Dies erstaunt umso mehr, als dass sie im Buch als Person beschrieben wird, die Klima- und Umweltwissenschaften studiert habe. Sie berichte über Bündnis 90/Die Grünen, beobachte Baerbocks Aufstieg seit 2009 und habe 2019 ein Buch über Greta Thunberg veröffentlicht. Mehr ist über Anita Partanen allerdings nicht bekannt – auch gängige Online-Suchmaschinen geben nicht mehr über die Autorin her. Mir drängt sich also der Eindruck auf, dass hier eine Person unter einem Pseudonym dieses Buch in großer Hastigkeit schrieb, die von Baerbock und ihrer Partei höchstens angelesenes Wissen besitzt, aber fachlich und methodisch nichts vom Handwerk des Abfassens einer politischen Biografie versteht.

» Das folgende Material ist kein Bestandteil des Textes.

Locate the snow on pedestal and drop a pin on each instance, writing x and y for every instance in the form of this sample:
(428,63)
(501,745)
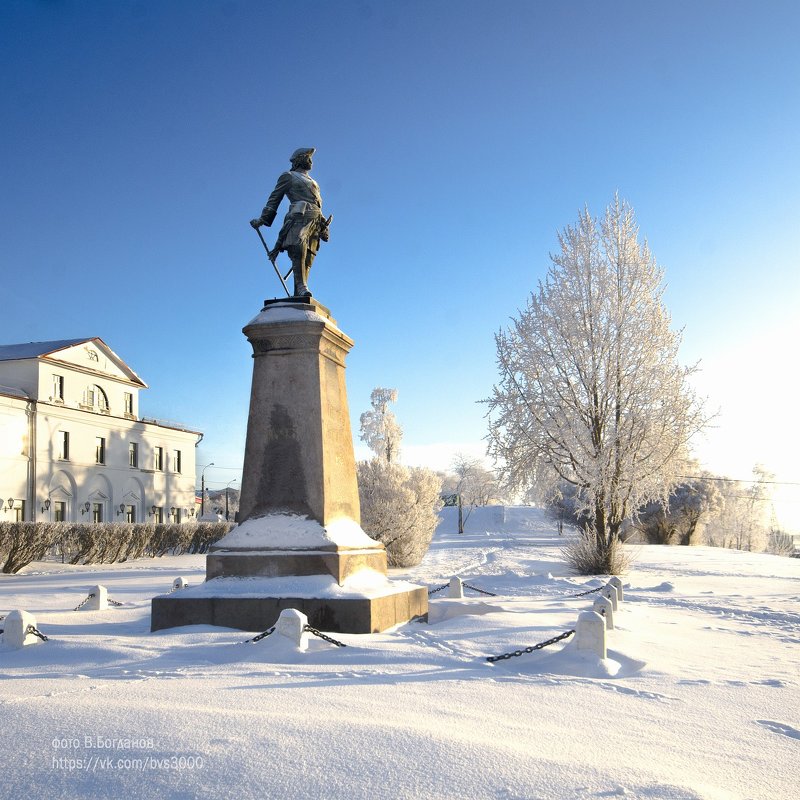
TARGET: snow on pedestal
(15,627)
(603,606)
(292,624)
(590,633)
(610,591)
(98,599)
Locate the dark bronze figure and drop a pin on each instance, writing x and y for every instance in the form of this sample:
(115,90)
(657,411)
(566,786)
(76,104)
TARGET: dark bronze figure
(304,226)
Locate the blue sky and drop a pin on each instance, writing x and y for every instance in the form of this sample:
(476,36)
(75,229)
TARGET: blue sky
(454,139)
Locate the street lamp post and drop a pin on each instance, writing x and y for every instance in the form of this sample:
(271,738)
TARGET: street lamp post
(203,488)
(226,498)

Wer heute auf die Idee kommt, sich erstmalig mit „dieser Annalena Baerbock“ auseinanderzusetzen, der findet in Annalena Baerbock – Die Biografie vielleicht sogar ein paar Denkanstöße, wo er oder sie anfangen könnte zu recherchieren. Für alle anderen gilt: Finger weg von diesem Buch, jeder Cent und jedes Gramm CO2, dieses (wenigstens nachhaltig produzierten) Buches, der und das in den Äther geblasen wird, ist eine Verschwendung von Ressourcen – Zeit, Geld und Papier.

HMS

Eine Leseprobe findet ihr hier.

Anita Partanen: Annalena Baerbock – Die Biografie; Hardcover; 176 Seiten; 1. Auflage, Juli 2021; riva Verlag; ISBN: 978-3-7423-1959-3; 16,00 €

Hinweis I: Im Rahmen des Superdupermegawahljahrs 2021 haben wir auch ein Sommerinterview mit den beiden queerpolitischen Sprecherin und dem queerpolitischen Sprecher der Grünen, Ulle Schauws und Sven Lehmann, geführt. Das werdet ihr in circa zwei Wochen bei uns lesen können.

Hinweis II: Das Beitragsbild zeigt das Buchcover auf der Stadtbrücke Frankfurt (Oder). Die Grenzbrücke bildet den innerstädtischen Grenzübergang zwischen Frankfurt und Słubice und bedeutet Baerbock viel, wie sie im vergangenen Jahr im ZDF-Sommerinterview erläuterte. Das Foto haben wir beim Besuch des ersten Frankfurt-Słubice-PRIDE Anfang September 2020 aufgenommen. Auch in diesem Jahr findet er wieder statt.